Now Showing: Venus and a meteor shower over Edmonton skies

Better set those alarms! In reality, the latest national weather forecast shows pre-dawn temperatures in the north and the northeast U.S. and Great Lakes as well as parts of the Northern and central Rockies on or below Wednesday freezing.

While telescopes would enhance the fidelity for viewers, the meteors can usually be seen with the naked eye.

The Lyrid meteor shower will be in full effect in some regions - thanks to clear skies and a new moon - on Tuesday night.

You may have some free time because of the COVID-19 pandemic, so why not spend it looking for some shooting stars.

If you have a garden, head out there. "If you do look directly at the radiant, you will find that the meteors will be short-this is an effect of perspective called foreshortening". Watching meteors, just like any other kind of stargazing, is a waiting game, and you need to be comfortable.
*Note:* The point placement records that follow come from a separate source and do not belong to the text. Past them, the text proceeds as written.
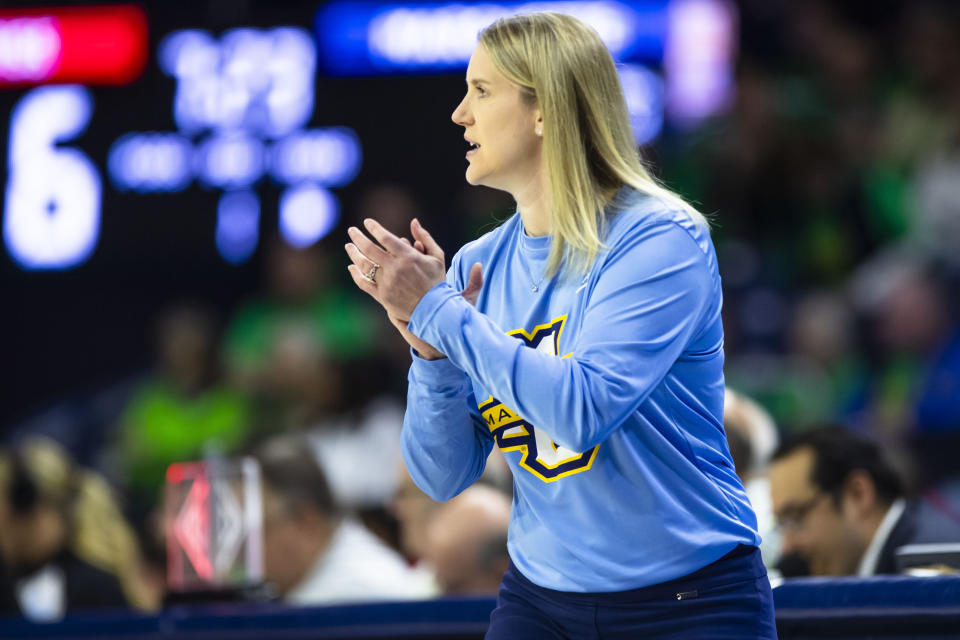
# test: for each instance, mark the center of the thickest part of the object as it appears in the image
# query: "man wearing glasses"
(840, 506)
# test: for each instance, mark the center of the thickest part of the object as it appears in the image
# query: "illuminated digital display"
(89, 45)
(242, 101)
(240, 105)
(359, 38)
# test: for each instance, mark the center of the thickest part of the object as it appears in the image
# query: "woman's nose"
(460, 115)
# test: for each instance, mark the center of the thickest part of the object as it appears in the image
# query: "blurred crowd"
(833, 184)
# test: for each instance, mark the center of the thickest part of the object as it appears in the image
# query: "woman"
(583, 336)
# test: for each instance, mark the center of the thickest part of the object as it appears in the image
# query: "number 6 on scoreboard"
(52, 217)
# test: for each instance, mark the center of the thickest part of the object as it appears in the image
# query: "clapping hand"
(397, 274)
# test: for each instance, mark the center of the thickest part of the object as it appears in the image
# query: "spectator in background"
(467, 542)
(914, 337)
(313, 553)
(63, 540)
(182, 411)
(302, 295)
(841, 507)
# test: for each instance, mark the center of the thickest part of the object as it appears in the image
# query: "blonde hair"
(561, 65)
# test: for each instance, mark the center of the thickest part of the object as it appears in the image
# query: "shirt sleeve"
(445, 444)
(644, 309)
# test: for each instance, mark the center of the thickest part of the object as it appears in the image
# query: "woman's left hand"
(403, 273)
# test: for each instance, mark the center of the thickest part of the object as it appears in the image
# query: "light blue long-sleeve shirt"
(605, 394)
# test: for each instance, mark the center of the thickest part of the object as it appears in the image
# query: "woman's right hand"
(425, 244)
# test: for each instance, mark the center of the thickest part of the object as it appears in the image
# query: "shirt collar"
(868, 563)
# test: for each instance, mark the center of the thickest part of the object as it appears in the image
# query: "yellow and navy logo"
(540, 455)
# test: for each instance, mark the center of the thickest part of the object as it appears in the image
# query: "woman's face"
(500, 128)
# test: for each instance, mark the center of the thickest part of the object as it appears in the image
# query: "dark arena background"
(176, 181)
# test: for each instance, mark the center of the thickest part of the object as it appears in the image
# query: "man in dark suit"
(840, 506)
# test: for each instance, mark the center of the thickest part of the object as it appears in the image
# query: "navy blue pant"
(730, 598)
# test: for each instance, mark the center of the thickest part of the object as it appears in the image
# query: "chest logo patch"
(539, 454)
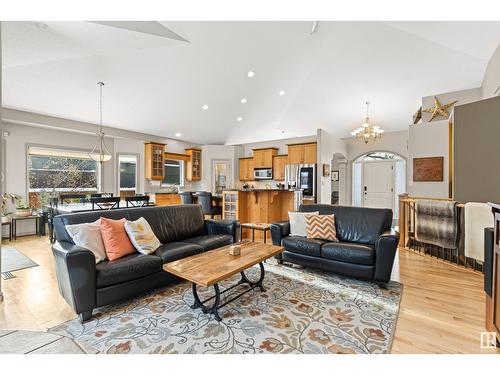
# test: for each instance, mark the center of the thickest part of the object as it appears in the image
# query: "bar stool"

"The best way to view the shower is to get comfortable, and look out to the north". The fastest belongs to the Leonids meteor shower, which hit the atmosphere at around 158,800 miles per hour.

The Lyrid Meteor Shower gets its name from the constellation Lyra.

Thus, the Lyrid meteor streams are groups of meteoroids originating from dust grains ejected from the comet.

Asteroids and meteors produce a bright explosion of fire when they hit the atmosphere as it is the first time the space rock has ever met resistance.

She told PA on Tuesday night: "We might see up to 18 meteors per hour and maybe even the occasional fireball".

The comet is not predicted to return again until 2276. Back in 1982 a peak of 90 meteors per hour was recorded!

Videos from NASA reveal bright fireball falling to Earth as our planet's orbit passes through the debris of Comet Thatcher (officially known as C/1861 G1 Thatcher).